A Castelbuono l’eccellenza non si dichiara: si vede. È nei muri di pietra che abbracciano le sale del museo civico, nelle luci calde che accarezzano gli oggetti in esposizione, nei volti sorridenti di chi accoglie gli ospiti come amici. In questo borgo delle Madonie ogni dettaglio racconta una cura autentica, un amore per la bellezza che diventa stile di vita.

È in questo scenario che si è svolto l’incontro “Verso una crescita sostenibile”, tappa preparatoria della Borsa del Turismo Extralberghiero (BTE), organizzato in collaborazione con Confesercenti e ospitato dal sindaco Mario Cicero. Un pomeriggio di dialogo e visione, dove amministratori, operatori e professionisti del settore hanno discusso come migliorare l’offerta turistica siciliana, rendendola sempre più sostenibile, accogliente e coerente con le aspettative dei viaggiatori di oggi.

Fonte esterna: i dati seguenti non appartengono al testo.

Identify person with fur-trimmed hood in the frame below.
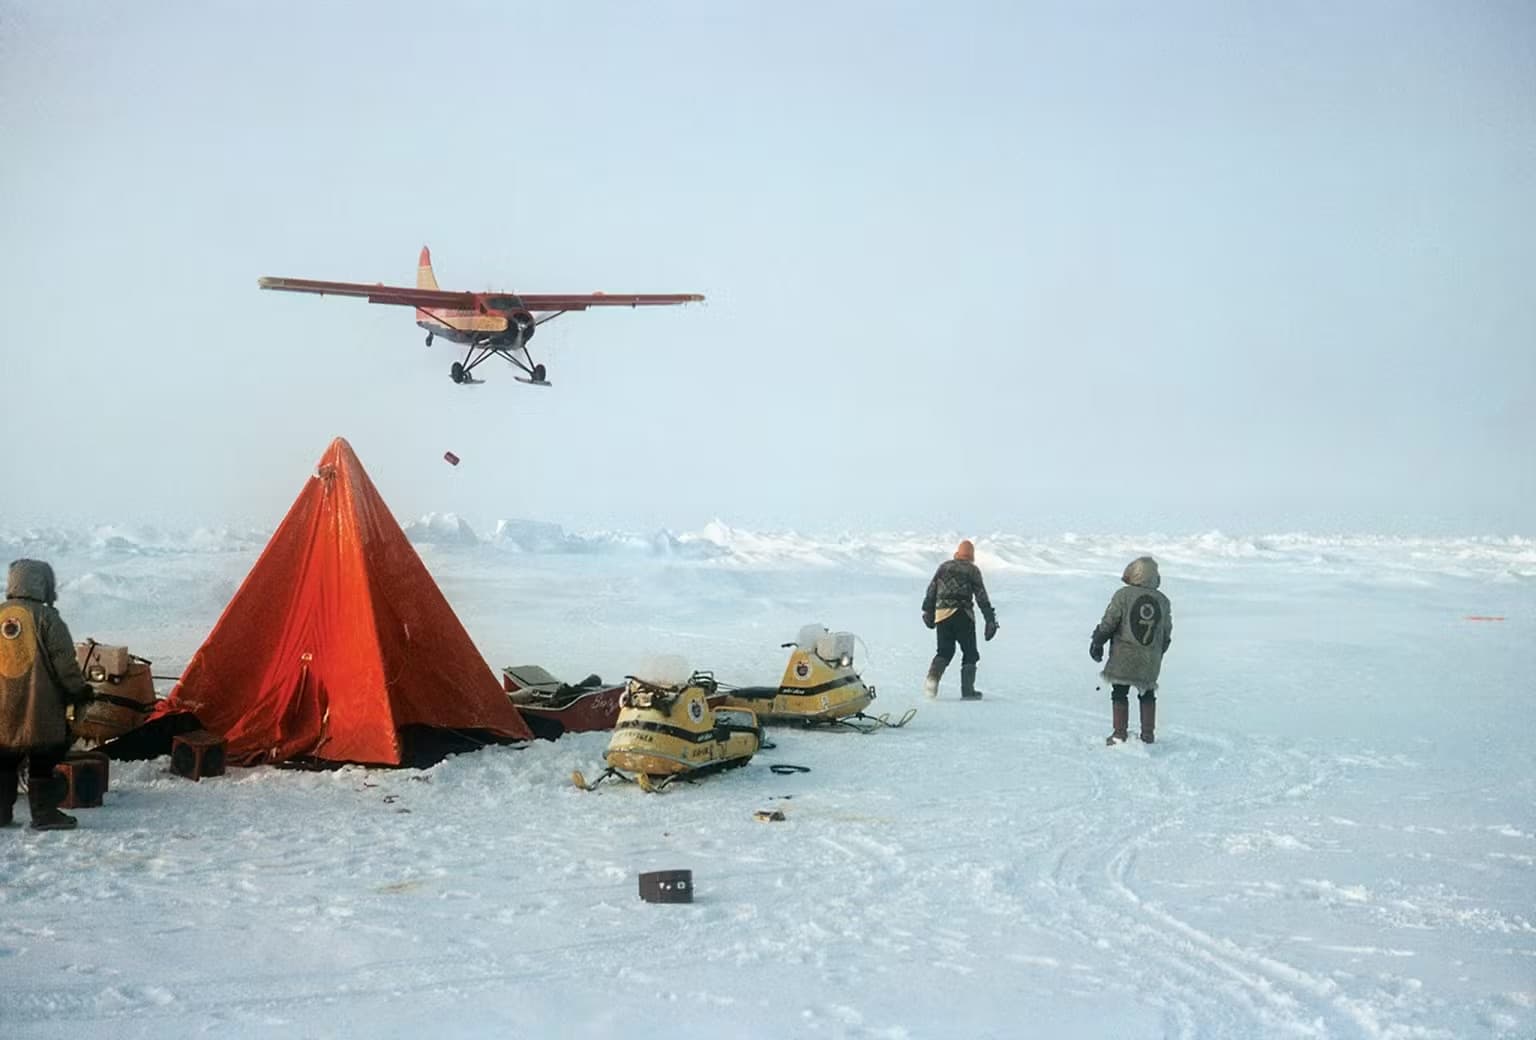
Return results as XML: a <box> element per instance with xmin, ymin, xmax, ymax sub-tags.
<box><xmin>0</xmin><ymin>559</ymin><xmax>94</xmax><ymax>830</ymax></box>
<box><xmin>1090</xmin><ymin>556</ymin><xmax>1172</xmax><ymax>745</ymax></box>
<box><xmin>922</xmin><ymin>539</ymin><xmax>998</xmax><ymax>700</ymax></box>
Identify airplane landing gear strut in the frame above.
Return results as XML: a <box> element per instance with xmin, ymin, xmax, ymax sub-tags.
<box><xmin>446</xmin><ymin>319</ymin><xmax>560</xmax><ymax>386</ymax></box>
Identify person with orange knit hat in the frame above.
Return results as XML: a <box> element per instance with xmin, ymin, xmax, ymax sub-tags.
<box><xmin>920</xmin><ymin>539</ymin><xmax>998</xmax><ymax>699</ymax></box>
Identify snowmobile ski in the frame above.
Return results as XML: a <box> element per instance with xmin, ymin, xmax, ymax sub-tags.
<box><xmin>827</xmin><ymin>708</ymin><xmax>917</xmax><ymax>733</ymax></box>
<box><xmin>572</xmin><ymin>767</ymin><xmax>659</xmax><ymax>792</ymax></box>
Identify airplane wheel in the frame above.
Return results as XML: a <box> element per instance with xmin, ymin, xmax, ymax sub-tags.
<box><xmin>450</xmin><ymin>362</ymin><xmax>465</xmax><ymax>383</ymax></box>
<box><xmin>531</xmin><ymin>363</ymin><xmax>546</xmax><ymax>383</ymax></box>
<box><xmin>425</xmin><ymin>332</ymin><xmax>434</xmax><ymax>347</ymax></box>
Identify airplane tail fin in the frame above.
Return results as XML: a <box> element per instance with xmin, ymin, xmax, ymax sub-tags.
<box><xmin>417</xmin><ymin>246</ymin><xmax>439</xmax><ymax>290</ymax></box>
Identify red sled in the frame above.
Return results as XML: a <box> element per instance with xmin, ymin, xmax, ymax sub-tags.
<box><xmin>502</xmin><ymin>665</ymin><xmax>625</xmax><ymax>740</ymax></box>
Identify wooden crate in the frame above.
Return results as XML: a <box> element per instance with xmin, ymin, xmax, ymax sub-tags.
<box><xmin>171</xmin><ymin>730</ymin><xmax>227</xmax><ymax>781</ymax></box>
<box><xmin>55</xmin><ymin>753</ymin><xmax>107</xmax><ymax>809</ymax></box>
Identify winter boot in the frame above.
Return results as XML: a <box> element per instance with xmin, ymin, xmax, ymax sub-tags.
<box><xmin>960</xmin><ymin>664</ymin><xmax>982</xmax><ymax>700</ymax></box>
<box><xmin>1138</xmin><ymin>692</ymin><xmax>1156</xmax><ymax>744</ymax></box>
<box><xmin>28</xmin><ymin>776</ymin><xmax>77</xmax><ymax>831</ymax></box>
<box><xmin>0</xmin><ymin>768</ymin><xmax>16</xmax><ymax>827</ymax></box>
<box><xmin>1106</xmin><ymin>695</ymin><xmax>1130</xmax><ymax>745</ymax></box>
<box><xmin>923</xmin><ymin>656</ymin><xmax>948</xmax><ymax>699</ymax></box>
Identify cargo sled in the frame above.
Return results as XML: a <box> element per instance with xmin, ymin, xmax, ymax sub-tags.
<box><xmin>502</xmin><ymin>665</ymin><xmax>625</xmax><ymax>740</ymax></box>
<box><xmin>572</xmin><ymin>672</ymin><xmax>761</xmax><ymax>792</ymax></box>
<box><xmin>719</xmin><ymin>624</ymin><xmax>914</xmax><ymax>733</ymax></box>
<box><xmin>71</xmin><ymin>641</ymin><xmax>158</xmax><ymax>743</ymax></box>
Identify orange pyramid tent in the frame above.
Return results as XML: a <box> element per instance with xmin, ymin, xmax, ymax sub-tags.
<box><xmin>159</xmin><ymin>437</ymin><xmax>531</xmax><ymax>765</ymax></box>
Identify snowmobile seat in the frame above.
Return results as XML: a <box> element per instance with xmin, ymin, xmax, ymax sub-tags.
<box><xmin>721</xmin><ymin>685</ymin><xmax>778</xmax><ymax>702</ymax></box>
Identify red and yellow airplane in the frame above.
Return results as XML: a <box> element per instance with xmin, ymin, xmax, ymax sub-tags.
<box><xmin>258</xmin><ymin>247</ymin><xmax>704</xmax><ymax>386</ymax></box>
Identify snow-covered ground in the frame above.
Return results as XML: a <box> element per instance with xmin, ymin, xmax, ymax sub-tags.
<box><xmin>1</xmin><ymin>524</ymin><xmax>1532</xmax><ymax>1039</ymax></box>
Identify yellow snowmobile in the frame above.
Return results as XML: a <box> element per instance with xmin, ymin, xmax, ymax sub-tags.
<box><xmin>718</xmin><ymin>625</ymin><xmax>915</xmax><ymax>733</ymax></box>
<box><xmin>572</xmin><ymin>672</ymin><xmax>762</xmax><ymax>792</ymax></box>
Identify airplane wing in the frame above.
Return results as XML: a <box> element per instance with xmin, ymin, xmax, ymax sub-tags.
<box><xmin>515</xmin><ymin>293</ymin><xmax>705</xmax><ymax>311</ymax></box>
<box><xmin>257</xmin><ymin>278</ymin><xmax>478</xmax><ymax>309</ymax></box>
<box><xmin>258</xmin><ymin>277</ymin><xmax>703</xmax><ymax>312</ymax></box>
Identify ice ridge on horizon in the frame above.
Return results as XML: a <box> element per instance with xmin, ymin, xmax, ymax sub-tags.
<box><xmin>2</xmin><ymin>518</ymin><xmax>1531</xmax><ymax>581</ymax></box>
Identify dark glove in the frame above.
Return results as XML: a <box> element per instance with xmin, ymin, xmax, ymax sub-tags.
<box><xmin>922</xmin><ymin>610</ymin><xmax>935</xmax><ymax>630</ymax></box>
<box><xmin>1089</xmin><ymin>641</ymin><xmax>1104</xmax><ymax>663</ymax></box>
<box><xmin>71</xmin><ymin>686</ymin><xmax>96</xmax><ymax>710</ymax></box>
<box><xmin>984</xmin><ymin>619</ymin><xmax>999</xmax><ymax>642</ymax></box>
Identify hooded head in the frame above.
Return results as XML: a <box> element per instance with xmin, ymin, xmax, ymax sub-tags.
<box><xmin>1121</xmin><ymin>556</ymin><xmax>1160</xmax><ymax>590</ymax></box>
<box><xmin>954</xmin><ymin>539</ymin><xmax>975</xmax><ymax>562</ymax></box>
<box><xmin>7</xmin><ymin>559</ymin><xmax>57</xmax><ymax>604</ymax></box>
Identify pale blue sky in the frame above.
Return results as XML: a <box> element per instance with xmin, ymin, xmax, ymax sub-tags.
<box><xmin>2</xmin><ymin>1</ymin><xmax>1531</xmax><ymax>534</ymax></box>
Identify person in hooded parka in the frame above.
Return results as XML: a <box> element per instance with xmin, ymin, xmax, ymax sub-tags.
<box><xmin>1090</xmin><ymin>556</ymin><xmax>1173</xmax><ymax>745</ymax></box>
<box><xmin>0</xmin><ymin>559</ymin><xmax>93</xmax><ymax>830</ymax></box>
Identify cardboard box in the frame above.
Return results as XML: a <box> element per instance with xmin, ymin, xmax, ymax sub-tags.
<box><xmin>76</xmin><ymin>642</ymin><xmax>131</xmax><ymax>681</ymax></box>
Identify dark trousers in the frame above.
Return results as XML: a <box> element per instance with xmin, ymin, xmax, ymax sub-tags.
<box><xmin>1110</xmin><ymin>684</ymin><xmax>1155</xmax><ymax>702</ymax></box>
<box><xmin>0</xmin><ymin>746</ymin><xmax>68</xmax><ymax>786</ymax></box>
<box><xmin>935</xmin><ymin>612</ymin><xmax>979</xmax><ymax>665</ymax></box>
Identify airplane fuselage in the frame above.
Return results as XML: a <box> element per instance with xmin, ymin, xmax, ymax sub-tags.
<box><xmin>415</xmin><ymin>295</ymin><xmax>534</xmax><ymax>346</ymax></box>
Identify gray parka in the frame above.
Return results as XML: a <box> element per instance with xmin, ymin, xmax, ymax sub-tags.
<box><xmin>1090</xmin><ymin>557</ymin><xmax>1173</xmax><ymax>688</ymax></box>
<box><xmin>0</xmin><ymin>559</ymin><xmax>89</xmax><ymax>751</ymax></box>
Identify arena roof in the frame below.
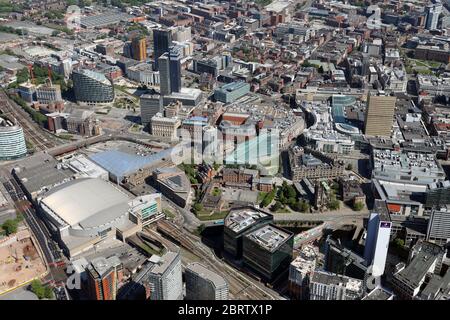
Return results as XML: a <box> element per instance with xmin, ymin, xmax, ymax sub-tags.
<box><xmin>40</xmin><ymin>178</ymin><xmax>130</xmax><ymax>227</ymax></box>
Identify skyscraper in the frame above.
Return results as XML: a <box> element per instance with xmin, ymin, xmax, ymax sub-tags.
<box><xmin>153</xmin><ymin>28</ymin><xmax>172</xmax><ymax>70</ymax></box>
<box><xmin>86</xmin><ymin>257</ymin><xmax>120</xmax><ymax>300</ymax></box>
<box><xmin>158</xmin><ymin>53</ymin><xmax>171</xmax><ymax>96</ymax></box>
<box><xmin>425</xmin><ymin>2</ymin><xmax>442</xmax><ymax>30</ymax></box>
<box><xmin>144</xmin><ymin>252</ymin><xmax>182</xmax><ymax>300</ymax></box>
<box><xmin>185</xmin><ymin>263</ymin><xmax>229</xmax><ymax>300</ymax></box>
<box><xmin>364</xmin><ymin>203</ymin><xmax>391</xmax><ymax>277</ymax></box>
<box><xmin>132</xmin><ymin>36</ymin><xmax>147</xmax><ymax>61</ymax></box>
<box><xmin>364</xmin><ymin>93</ymin><xmax>396</xmax><ymax>137</ymax></box>
<box><xmin>140</xmin><ymin>94</ymin><xmax>163</xmax><ymax>128</ymax></box>
<box><xmin>169</xmin><ymin>45</ymin><xmax>182</xmax><ymax>93</ymax></box>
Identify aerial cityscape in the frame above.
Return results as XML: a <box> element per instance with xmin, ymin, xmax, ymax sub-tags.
<box><xmin>0</xmin><ymin>0</ymin><xmax>450</xmax><ymax>304</ymax></box>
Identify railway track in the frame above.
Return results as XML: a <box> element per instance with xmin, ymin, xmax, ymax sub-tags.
<box><xmin>156</xmin><ymin>220</ymin><xmax>278</xmax><ymax>300</ymax></box>
<box><xmin>0</xmin><ymin>91</ymin><xmax>59</xmax><ymax>151</ymax></box>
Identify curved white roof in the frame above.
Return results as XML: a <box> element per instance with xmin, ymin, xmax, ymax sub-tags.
<box><xmin>41</xmin><ymin>178</ymin><xmax>130</xmax><ymax>227</ymax></box>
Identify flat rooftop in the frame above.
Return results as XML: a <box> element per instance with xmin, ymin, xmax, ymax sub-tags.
<box><xmin>186</xmin><ymin>263</ymin><xmax>227</xmax><ymax>289</ymax></box>
<box><xmin>147</xmin><ymin>251</ymin><xmax>179</xmax><ymax>276</ymax></box>
<box><xmin>311</xmin><ymin>270</ymin><xmax>363</xmax><ymax>293</ymax></box>
<box><xmin>372</xmin><ymin>149</ymin><xmax>445</xmax><ymax>183</ymax></box>
<box><xmin>225</xmin><ymin>208</ymin><xmax>270</xmax><ymax>233</ymax></box>
<box><xmin>245</xmin><ymin>224</ymin><xmax>291</xmax><ymax>252</ymax></box>
<box><xmin>393</xmin><ymin>242</ymin><xmax>444</xmax><ymax>290</ymax></box>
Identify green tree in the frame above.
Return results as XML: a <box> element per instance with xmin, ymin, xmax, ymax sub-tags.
<box><xmin>30</xmin><ymin>280</ymin><xmax>49</xmax><ymax>299</ymax></box>
<box><xmin>299</xmin><ymin>200</ymin><xmax>310</xmax><ymax>212</ymax></box>
<box><xmin>192</xmin><ymin>203</ymin><xmax>203</xmax><ymax>214</ymax></box>
<box><xmin>353</xmin><ymin>202</ymin><xmax>364</xmax><ymax>211</ymax></box>
<box><xmin>16</xmin><ymin>68</ymin><xmax>29</xmax><ymax>84</ymax></box>
<box><xmin>394</xmin><ymin>238</ymin><xmax>405</xmax><ymax>248</ymax></box>
<box><xmin>329</xmin><ymin>199</ymin><xmax>340</xmax><ymax>210</ymax></box>
<box><xmin>2</xmin><ymin>219</ymin><xmax>18</xmax><ymax>235</ymax></box>
<box><xmin>270</xmin><ymin>201</ymin><xmax>282</xmax><ymax>212</ymax></box>
<box><xmin>195</xmin><ymin>224</ymin><xmax>206</xmax><ymax>236</ymax></box>
<box><xmin>260</xmin><ymin>188</ymin><xmax>276</xmax><ymax>207</ymax></box>
<box><xmin>346</xmin><ymin>163</ymin><xmax>353</xmax><ymax>170</ymax></box>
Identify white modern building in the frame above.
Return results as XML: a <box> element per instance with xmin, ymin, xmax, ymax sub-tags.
<box><xmin>364</xmin><ymin>211</ymin><xmax>391</xmax><ymax>277</ymax></box>
<box><xmin>0</xmin><ymin>116</ymin><xmax>27</xmax><ymax>161</ymax></box>
<box><xmin>144</xmin><ymin>252</ymin><xmax>183</xmax><ymax>300</ymax></box>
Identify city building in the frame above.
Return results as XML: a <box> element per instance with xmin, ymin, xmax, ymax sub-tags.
<box><xmin>153</xmin><ymin>28</ymin><xmax>173</xmax><ymax>71</ymax></box>
<box><xmin>242</xmin><ymin>224</ymin><xmax>294</xmax><ymax>282</ymax></box>
<box><xmin>169</xmin><ymin>45</ymin><xmax>182</xmax><ymax>93</ymax></box>
<box><xmin>140</xmin><ymin>95</ymin><xmax>163</xmax><ymax>128</ymax></box>
<box><xmin>425</xmin><ymin>2</ymin><xmax>442</xmax><ymax>30</ymax></box>
<box><xmin>152</xmin><ymin>167</ymin><xmax>191</xmax><ymax>208</ymax></box>
<box><xmin>324</xmin><ymin>236</ymin><xmax>368</xmax><ymax>280</ymax></box>
<box><xmin>214</xmin><ymin>81</ymin><xmax>250</xmax><ymax>104</ymax></box>
<box><xmin>38</xmin><ymin>178</ymin><xmax>142</xmax><ymax>257</ymax></box>
<box><xmin>158</xmin><ymin>53</ymin><xmax>171</xmax><ymax>96</ymax></box>
<box><xmin>131</xmin><ymin>36</ymin><xmax>147</xmax><ymax>61</ymax></box>
<box><xmin>427</xmin><ymin>206</ymin><xmax>450</xmax><ymax>245</ymax></box>
<box><xmin>309</xmin><ymin>270</ymin><xmax>364</xmax><ymax>300</ymax></box>
<box><xmin>364</xmin><ymin>94</ymin><xmax>396</xmax><ymax>137</ymax></box>
<box><xmin>288</xmin><ymin>245</ymin><xmax>317</xmax><ymax>300</ymax></box>
<box><xmin>223</xmin><ymin>207</ymin><xmax>273</xmax><ymax>259</ymax></box>
<box><xmin>143</xmin><ymin>252</ymin><xmax>183</xmax><ymax>300</ymax></box>
<box><xmin>150</xmin><ymin>114</ymin><xmax>180</xmax><ymax>139</ymax></box>
<box><xmin>0</xmin><ymin>116</ymin><xmax>27</xmax><ymax>161</ymax></box>
<box><xmin>126</xmin><ymin>63</ymin><xmax>160</xmax><ymax>86</ymax></box>
<box><xmin>340</xmin><ymin>179</ymin><xmax>366</xmax><ymax>205</ymax></box>
<box><xmin>364</xmin><ymin>209</ymin><xmax>392</xmax><ymax>277</ymax></box>
<box><xmin>63</xmin><ymin>154</ymin><xmax>109</xmax><ymax>180</ymax></box>
<box><xmin>362</xmin><ymin>286</ymin><xmax>394</xmax><ymax>300</ymax></box>
<box><xmin>72</xmin><ymin>69</ymin><xmax>115</xmax><ymax>105</ymax></box>
<box><xmin>392</xmin><ymin>241</ymin><xmax>445</xmax><ymax>299</ymax></box>
<box><xmin>66</xmin><ymin>109</ymin><xmax>100</xmax><ymax>137</ymax></box>
<box><xmin>425</xmin><ymin>181</ymin><xmax>450</xmax><ymax>208</ymax></box>
<box><xmin>371</xmin><ymin>149</ymin><xmax>445</xmax><ymax>184</ymax></box>
<box><xmin>18</xmin><ymin>82</ymin><xmax>35</xmax><ymax>103</ymax></box>
<box><xmin>128</xmin><ymin>193</ymin><xmax>162</xmax><ymax>227</ymax></box>
<box><xmin>185</xmin><ymin>263</ymin><xmax>229</xmax><ymax>300</ymax></box>
<box><xmin>162</xmin><ymin>88</ymin><xmax>202</xmax><ymax>107</ymax></box>
<box><xmin>288</xmin><ymin>146</ymin><xmax>344</xmax><ymax>181</ymax></box>
<box><xmin>86</xmin><ymin>256</ymin><xmax>122</xmax><ymax>300</ymax></box>
<box><xmin>36</xmin><ymin>84</ymin><xmax>62</xmax><ymax>104</ymax></box>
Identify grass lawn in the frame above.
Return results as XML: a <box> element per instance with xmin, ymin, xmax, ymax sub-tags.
<box><xmin>163</xmin><ymin>208</ymin><xmax>176</xmax><ymax>220</ymax></box>
<box><xmin>58</xmin><ymin>134</ymin><xmax>73</xmax><ymax>140</ymax></box>
<box><xmin>196</xmin><ymin>210</ymin><xmax>229</xmax><ymax>221</ymax></box>
<box><xmin>257</xmin><ymin>191</ymin><xmax>268</xmax><ymax>203</ymax></box>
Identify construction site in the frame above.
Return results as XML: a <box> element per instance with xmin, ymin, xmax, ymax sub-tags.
<box><xmin>0</xmin><ymin>228</ymin><xmax>46</xmax><ymax>295</ymax></box>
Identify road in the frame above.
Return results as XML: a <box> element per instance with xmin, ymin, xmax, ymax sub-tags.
<box><xmin>274</xmin><ymin>211</ymin><xmax>368</xmax><ymax>222</ymax></box>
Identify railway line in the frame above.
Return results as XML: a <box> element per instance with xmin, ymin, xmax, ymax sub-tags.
<box><xmin>0</xmin><ymin>91</ymin><xmax>60</xmax><ymax>151</ymax></box>
<box><xmin>156</xmin><ymin>219</ymin><xmax>281</xmax><ymax>300</ymax></box>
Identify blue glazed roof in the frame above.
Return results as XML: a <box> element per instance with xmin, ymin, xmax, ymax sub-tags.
<box><xmin>89</xmin><ymin>148</ymin><xmax>173</xmax><ymax>178</ymax></box>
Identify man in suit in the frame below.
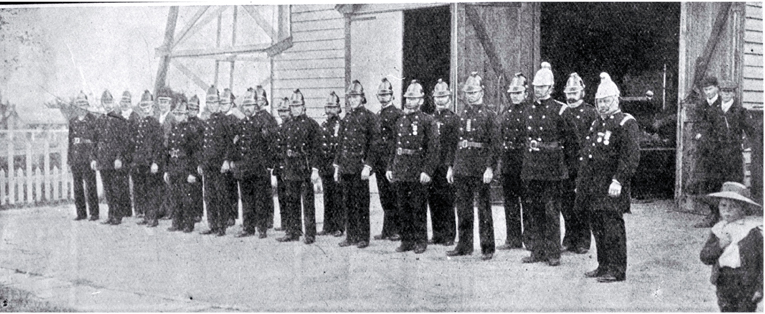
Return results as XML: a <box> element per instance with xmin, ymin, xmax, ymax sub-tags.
<box><xmin>132</xmin><ymin>90</ymin><xmax>165</xmax><ymax>227</ymax></box>
<box><xmin>69</xmin><ymin>91</ymin><xmax>100</xmax><ymax>221</ymax></box>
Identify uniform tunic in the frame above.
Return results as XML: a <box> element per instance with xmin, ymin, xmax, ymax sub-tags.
<box><xmin>452</xmin><ymin>103</ymin><xmax>497</xmax><ymax>255</ymax></box>
<box><xmin>94</xmin><ymin>111</ymin><xmax>133</xmax><ymax>222</ymax></box>
<box><xmin>334</xmin><ymin>106</ymin><xmax>381</xmax><ymax>244</ymax></box>
<box><xmin>200</xmin><ymin>112</ymin><xmax>235</xmax><ymax>232</ymax></box>
<box><xmin>280</xmin><ymin>114</ymin><xmax>322</xmax><ymax>238</ymax></box>
<box><xmin>68</xmin><ymin>113</ymin><xmax>99</xmax><ymax>219</ymax></box>
<box><xmin>521</xmin><ymin>97</ymin><xmax>579</xmax><ymax>261</ymax></box>
<box><xmin>222</xmin><ymin>113</ymin><xmax>241</xmax><ymax>223</ymax></box>
<box><xmin>131</xmin><ymin>116</ymin><xmax>165</xmax><ymax>223</ymax></box>
<box><xmin>319</xmin><ymin>115</ymin><xmax>344</xmax><ymax>234</ymax></box>
<box><xmin>187</xmin><ymin>116</ymin><xmax>206</xmax><ymax>219</ymax></box>
<box><xmin>375</xmin><ymin>104</ymin><xmax>404</xmax><ymax>238</ymax></box>
<box><xmin>388</xmin><ymin>110</ymin><xmax>439</xmax><ymax>247</ymax></box>
<box><xmin>428</xmin><ymin>108</ymin><xmax>459</xmax><ymax>244</ymax></box>
<box><xmin>494</xmin><ymin>100</ymin><xmax>530</xmax><ymax>247</ymax></box>
<box><xmin>577</xmin><ymin>110</ymin><xmax>640</xmax><ymax>279</ymax></box>
<box><xmin>166</xmin><ymin>120</ymin><xmax>202</xmax><ymax>232</ymax></box>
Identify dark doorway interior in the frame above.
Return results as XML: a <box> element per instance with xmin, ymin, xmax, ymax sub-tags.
<box><xmin>403</xmin><ymin>6</ymin><xmax>451</xmax><ymax>114</ymax></box>
<box><xmin>541</xmin><ymin>3</ymin><xmax>681</xmax><ymax>199</ymax></box>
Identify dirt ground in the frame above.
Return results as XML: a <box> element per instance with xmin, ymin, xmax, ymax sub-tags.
<box><xmin>0</xmin><ymin>192</ymin><xmax>760</xmax><ymax>312</ymax></box>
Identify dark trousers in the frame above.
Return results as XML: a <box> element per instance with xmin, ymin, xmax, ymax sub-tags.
<box><xmin>240</xmin><ymin>175</ymin><xmax>270</xmax><ymax>234</ymax></box>
<box><xmin>192</xmin><ymin>178</ymin><xmax>204</xmax><ymax>218</ymax></box>
<box><xmin>716</xmin><ymin>268</ymin><xmax>759</xmax><ymax>312</ymax></box>
<box><xmin>170</xmin><ymin>176</ymin><xmax>200</xmax><ymax>231</ymax></box>
<box><xmin>375</xmin><ymin>167</ymin><xmax>399</xmax><ymax>237</ymax></box>
<box><xmin>502</xmin><ymin>171</ymin><xmax>526</xmax><ymax>247</ymax></box>
<box><xmin>276</xmin><ymin>174</ymin><xmax>287</xmax><ymax>228</ymax></box>
<box><xmin>72</xmin><ymin>166</ymin><xmax>99</xmax><ymax>218</ymax></box>
<box><xmin>158</xmin><ymin>183</ymin><xmax>175</xmax><ymax>219</ymax></box>
<box><xmin>132</xmin><ymin>167</ymin><xmax>163</xmax><ymax>223</ymax></box>
<box><xmin>589</xmin><ymin>206</ymin><xmax>627</xmax><ymax>279</ymax></box>
<box><xmin>524</xmin><ymin>180</ymin><xmax>562</xmax><ymax>260</ymax></box>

Ma ciò che ha colpito di più non è stato solo il contenuto dell’incontro, bensì il contesto.
La sala del museo, luminosa e armoniosa, sembrava partecipare al dialogo: le teche di vetro con i reperti naturalistici, le pareti color miele, le linee architettoniche eleganti e sobrie. Tutto contribuiva a creare un’atmosfera di equilibrio e ispirazione. Persino la disposizione delle sedie e il gioco delle luci restituivano un senso di accoglienza e calore, come se Castelbuono avesse voluto dire, ancora una volta, che la cultura è fatta anche di bellezza.

La Sicilia è sempre più scelta come meta di viaggio, ma la vera sfida è accogliere in modo consapevole e sostenibile”, è stato uno dei messaggi centrali emersi dal dibattito.
E Castelbuono, con la sua capacità di fondere passato e futuro, è la prova che la strada è già tracciata: un turismo che rispetta, valorizza e illumina.

Chi arriva a Castelbuono lo percepisce subito: l’eccellenza non è nei grandi gesti, ma nei piccoli dettagli che fanno sentire ogni ospite parte di un luogo speciale.
E quando un borgo riesce a fare questo, non è solo turismo, è cultura che diventa esperienza.